Cameron welcomes Microsoft and Google moves to block child porn

New algorithms block child abuse images and videos

Prime Minister David Cameron has welcomed moves by Microsoft and Google to help block child porn, as he hosts a Downing Street summit today to discuss web child protection.

Cameron said internet search engines in particular have made "significant progress" since July to prevent child abuse content from being available, but he said legislation would be brought forward if the ISPs and other main players "fail to deliver".

He said Google and Microsoft have introduced a number of changes to their search function, not only in the UK, but across the world. UK National Crime Agency testing of the new measures shows that child abuse images, videos or pathways are no longer being returned against a blacklist of search terms, at present.

New algorithms have been introduced by Google that block child abuse images, videos and pathways that lead to illegal content, covering 100,000 unique searches.

Auto-complete features offering people child abuse search terms have also been blocked.

Google and Microsoft will now work with the National Crime Agency and the Internet Watch Foundation to bring forward a plan to tackle peer to peer networks featuring child abuse images

Google will also introduce new technology that will put a unique identification mark on illegal child abuse videos, which will mean all copies are removed from the web once a single copy is identified.

Cameron said: "Back in July, I said I wanted to do much more to protect our children from the risks posed by the internet and those who seek to use the web to look at and share illegal and vile content.

"Since then we've strengthened Britain's ability to combat child abuse online with the new National Crime Agency, with over 4,000 specially trained officers."

He threatened legislation, however, if more wasn't done.
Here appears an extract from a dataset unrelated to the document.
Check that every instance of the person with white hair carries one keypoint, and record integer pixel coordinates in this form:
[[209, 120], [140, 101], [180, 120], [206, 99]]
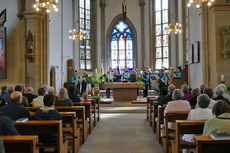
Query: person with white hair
[[219, 94], [177, 104], [15, 110], [225, 94]]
Cameron said: "With the progress that has been made in four months, I believe we are heading in the right direction.

"But no-one should be in doubt that there is a red line: if more isn't done to stop illegal content or pathways being found when someone uses a child abuse search term, we will do what is necessary to protect our children."

Downing Street said the main ISPs will confirm to the prime minister that 20 million homes - 95 percent of all homes in Britain with an existing internet connection - will be required to choose whether to switch on a whole home family friendly internet filter by the end of next year.

The six largest public WiFi providers across Britain have also switched on family friendly filters in all areas where children might access the internet.

Britain and the US have teamed up to target child abuse online with a new UK-US taskforce, set up between the US assistant attorney general and the UK government.